The author, Jesse, notes that with this workflow, Claude can often work autonomously for hours without deviating from the plan.

Why It Works

I believe Superpowers works not because of any cutting-edge technology. On the contrary, its core philosophy is almost directly borrowed from classic software engineering:

  • Design first, code later—Not a new concept, but AI Agents don't do this by default.
  • Small, fast iterations—Task granularity at the 2-5 minute level, each with clear verification criteria.
  • Red/Green TDD—Write failing tests first, then write code to make them pass.
  • YAGNI and DRY—Only build what's needed, and avoid repetition.

Superpowers' innovation lies in: encoding these classic principles into the Agent's behavioral patterns. You don't need to manually guide it; the Agent automatically triggers these skills.

Compatibility

This is one area where Superpowers shines. It doesn't just support Claude Code; it's compatible with almost all mainstream coding Agents:

  • Claude Code (available on the official plugin marketplace)
  • OpenAI Codex CLI and Codex App
  • Factory Droid
  • Gemini CLI
  • OpenCode
  • Cursor
  • GitHub Copilot CLI

Each platform has its own installation method, but the core methodology remains the same.

A Practical Comparison

Workflow without Superpowers: You say "Help me add a user login feature" → Agent starts coding → Writes JWT auth but forgets password hashing → You catch it and ask for a fix → It fixes half of it and starts writing database migrations → You're forced to manually control every step.

Workflow with Superpowers: You say "Help me add a user login feature" → Agent first asks "What authentication method do you need?" → Spec confirmed → Generates a plan: Task 1 (Password Hashing), Task 2 (JWT Token), Task 3 (Database Migration)... → Sub-agents execute them one by one → You only need to review at key milestones.

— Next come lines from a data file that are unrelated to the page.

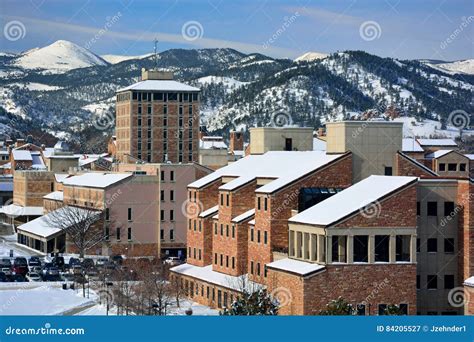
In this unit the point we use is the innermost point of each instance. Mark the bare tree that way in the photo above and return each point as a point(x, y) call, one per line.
point(84, 227)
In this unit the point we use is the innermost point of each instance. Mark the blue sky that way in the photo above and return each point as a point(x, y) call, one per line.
point(403, 29)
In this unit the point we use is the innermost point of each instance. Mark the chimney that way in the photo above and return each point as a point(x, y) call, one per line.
point(19, 142)
point(236, 141)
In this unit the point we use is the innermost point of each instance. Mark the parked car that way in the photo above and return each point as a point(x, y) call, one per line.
point(20, 266)
point(117, 259)
point(74, 261)
point(88, 263)
point(32, 276)
point(18, 278)
point(58, 262)
point(173, 261)
point(101, 262)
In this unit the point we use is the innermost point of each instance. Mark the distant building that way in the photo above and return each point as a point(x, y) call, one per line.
point(157, 120)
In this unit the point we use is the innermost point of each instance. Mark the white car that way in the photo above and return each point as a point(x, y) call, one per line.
point(173, 261)
point(33, 277)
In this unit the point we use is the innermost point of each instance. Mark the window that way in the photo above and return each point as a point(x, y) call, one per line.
point(448, 208)
point(432, 245)
point(432, 282)
point(402, 247)
point(449, 245)
point(360, 309)
point(361, 248)
point(432, 208)
point(449, 281)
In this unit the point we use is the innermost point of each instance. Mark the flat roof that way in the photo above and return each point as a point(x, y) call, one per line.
point(350, 200)
point(283, 166)
point(159, 85)
point(96, 179)
point(296, 266)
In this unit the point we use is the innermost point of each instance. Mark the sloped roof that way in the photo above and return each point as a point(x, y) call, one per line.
point(352, 199)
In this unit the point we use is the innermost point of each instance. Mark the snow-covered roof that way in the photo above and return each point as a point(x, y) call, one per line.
point(209, 211)
point(469, 282)
point(350, 200)
point(55, 195)
point(284, 166)
point(296, 266)
point(437, 154)
point(42, 226)
point(212, 145)
point(436, 142)
point(60, 177)
point(22, 155)
point(159, 85)
point(208, 275)
point(319, 144)
point(6, 186)
point(244, 216)
point(18, 210)
point(96, 179)
point(470, 156)
point(411, 145)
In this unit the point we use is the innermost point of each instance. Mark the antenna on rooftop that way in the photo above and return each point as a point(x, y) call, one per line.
point(155, 57)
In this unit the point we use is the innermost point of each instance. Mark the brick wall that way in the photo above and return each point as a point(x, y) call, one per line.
point(374, 284)
point(274, 221)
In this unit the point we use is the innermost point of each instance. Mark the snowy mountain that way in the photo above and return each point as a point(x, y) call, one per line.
point(59, 57)
point(114, 59)
point(311, 56)
point(241, 90)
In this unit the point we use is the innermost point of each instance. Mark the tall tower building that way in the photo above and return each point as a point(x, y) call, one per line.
point(157, 120)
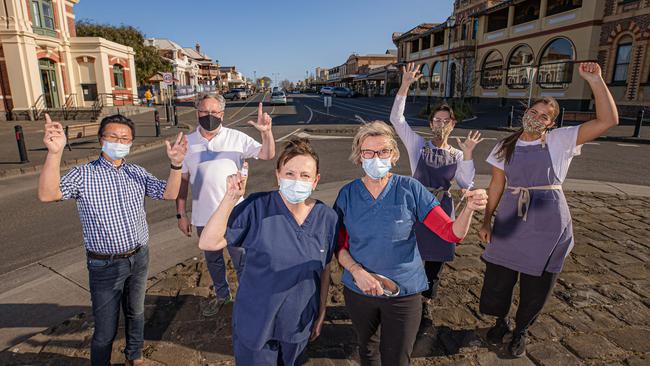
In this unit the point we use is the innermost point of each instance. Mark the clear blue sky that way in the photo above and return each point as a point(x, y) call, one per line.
point(287, 37)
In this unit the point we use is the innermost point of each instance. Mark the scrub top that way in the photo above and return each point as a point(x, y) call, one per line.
point(381, 231)
point(279, 291)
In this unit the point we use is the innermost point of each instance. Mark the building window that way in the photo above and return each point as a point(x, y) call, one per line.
point(492, 71)
point(623, 53)
point(560, 6)
point(415, 46)
point(436, 73)
point(498, 20)
point(424, 80)
point(43, 17)
point(426, 42)
point(475, 28)
point(556, 65)
point(438, 38)
point(118, 76)
point(526, 11)
point(518, 64)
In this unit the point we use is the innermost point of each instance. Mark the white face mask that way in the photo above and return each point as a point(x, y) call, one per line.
point(115, 150)
point(376, 168)
point(295, 191)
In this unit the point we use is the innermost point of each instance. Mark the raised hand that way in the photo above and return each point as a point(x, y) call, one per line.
point(473, 138)
point(54, 138)
point(176, 153)
point(236, 183)
point(590, 71)
point(410, 74)
point(263, 123)
point(476, 199)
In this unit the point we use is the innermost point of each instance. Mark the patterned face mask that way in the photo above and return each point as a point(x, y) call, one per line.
point(532, 125)
point(441, 131)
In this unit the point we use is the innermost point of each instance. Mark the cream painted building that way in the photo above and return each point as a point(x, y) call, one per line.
point(43, 65)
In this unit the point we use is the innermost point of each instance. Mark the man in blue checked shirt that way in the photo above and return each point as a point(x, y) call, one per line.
point(110, 196)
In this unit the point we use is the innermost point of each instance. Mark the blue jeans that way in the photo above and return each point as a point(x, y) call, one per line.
point(217, 267)
point(114, 283)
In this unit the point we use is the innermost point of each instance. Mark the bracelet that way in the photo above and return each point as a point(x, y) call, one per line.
point(352, 266)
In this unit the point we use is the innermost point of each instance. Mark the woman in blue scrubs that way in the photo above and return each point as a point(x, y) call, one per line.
point(289, 240)
point(377, 214)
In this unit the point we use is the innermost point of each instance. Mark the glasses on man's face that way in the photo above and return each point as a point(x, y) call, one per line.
point(211, 113)
point(382, 154)
point(441, 120)
point(115, 138)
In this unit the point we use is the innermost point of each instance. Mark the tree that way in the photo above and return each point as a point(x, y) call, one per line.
point(147, 60)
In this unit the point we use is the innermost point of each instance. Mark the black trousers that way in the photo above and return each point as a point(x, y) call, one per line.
point(496, 295)
point(433, 270)
point(399, 318)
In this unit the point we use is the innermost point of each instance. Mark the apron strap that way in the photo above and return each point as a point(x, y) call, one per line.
point(523, 202)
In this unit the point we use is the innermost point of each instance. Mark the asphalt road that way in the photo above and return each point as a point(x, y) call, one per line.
point(33, 230)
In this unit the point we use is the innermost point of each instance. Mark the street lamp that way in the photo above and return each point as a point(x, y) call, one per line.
point(451, 22)
point(530, 74)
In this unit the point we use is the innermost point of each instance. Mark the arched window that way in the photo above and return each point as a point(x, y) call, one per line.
point(492, 70)
point(436, 73)
point(623, 53)
point(556, 65)
point(424, 80)
point(118, 76)
point(520, 61)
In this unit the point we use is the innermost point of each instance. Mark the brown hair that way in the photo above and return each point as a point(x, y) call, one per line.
point(296, 147)
point(508, 144)
point(444, 107)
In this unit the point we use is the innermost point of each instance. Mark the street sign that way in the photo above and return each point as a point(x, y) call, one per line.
point(328, 103)
point(168, 78)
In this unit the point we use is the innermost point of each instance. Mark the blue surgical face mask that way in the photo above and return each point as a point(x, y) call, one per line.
point(376, 168)
point(295, 191)
point(115, 150)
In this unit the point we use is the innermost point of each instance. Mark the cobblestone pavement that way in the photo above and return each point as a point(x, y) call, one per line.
point(599, 313)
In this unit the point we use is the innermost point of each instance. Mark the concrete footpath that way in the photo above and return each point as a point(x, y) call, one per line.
point(599, 313)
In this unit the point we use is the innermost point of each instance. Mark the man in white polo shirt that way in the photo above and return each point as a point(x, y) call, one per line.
point(215, 152)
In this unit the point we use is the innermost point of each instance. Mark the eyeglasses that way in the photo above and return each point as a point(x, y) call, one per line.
point(121, 140)
point(441, 120)
point(382, 154)
point(213, 113)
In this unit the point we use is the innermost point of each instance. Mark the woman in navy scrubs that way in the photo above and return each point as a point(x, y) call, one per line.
point(289, 240)
point(377, 215)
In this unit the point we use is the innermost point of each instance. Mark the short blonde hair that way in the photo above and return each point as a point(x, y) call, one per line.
point(372, 129)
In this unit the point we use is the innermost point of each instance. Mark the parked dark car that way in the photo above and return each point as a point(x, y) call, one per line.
point(340, 91)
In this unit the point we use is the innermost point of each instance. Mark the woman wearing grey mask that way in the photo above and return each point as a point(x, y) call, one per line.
point(532, 231)
point(436, 165)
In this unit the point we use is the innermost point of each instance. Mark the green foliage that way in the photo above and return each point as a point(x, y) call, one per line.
point(147, 60)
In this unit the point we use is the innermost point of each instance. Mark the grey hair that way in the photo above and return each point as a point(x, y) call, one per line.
point(374, 128)
point(219, 98)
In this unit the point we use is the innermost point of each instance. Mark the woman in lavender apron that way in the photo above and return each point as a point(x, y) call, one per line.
point(532, 231)
point(435, 164)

This difference might not be obvious in small projects, but in medium-to-large scale projects, the gap widens significantly.

Target Audience

Ideal for:

  • Developers with some experience who want to use AI Agents to accelerate their workflow.
  • Developers who need AI Agents to handle complex projects (multi-module, multi-file).
  • Those who want to reduce manual guidance and let Agents work more autonomously.

Less suitable for:

  • Complete beginners who just want AI to generate code with one click (Superpowers requires you to review specs and plans).
  • Scenarios that only require writing a few simple scripts (overkill for such tasks).

Controversy

Some might argue: Isn't this just a collection of CLAUDE.md files? What's the big deal?

This criticism has some merit. Superpowers indeed doesn't introduce any technological breakthroughs. But what it does is often underestimated: translating software engineering best practices into a set of instructions that AI Agents can understand and execute automatically. This isn't as simple as writing a few prompts; it requires a deep understanding of these practices and a precise grasp of Agent behavioral patterns.

The 98,000 stars show that the community recognizes the value of this direction.

Conclusion

Superpowers represents an important trend: AI coding tools are evolving from "code generators" to "engineering collaboration partners."

When Agents not only write code but also conduct requirement analysis, draft design documents, break down tasks, and self-review—they are no longer simple chatbots. Instead, they become more like a reliable junior engineer on your team.

This is a direction worth tracking closely.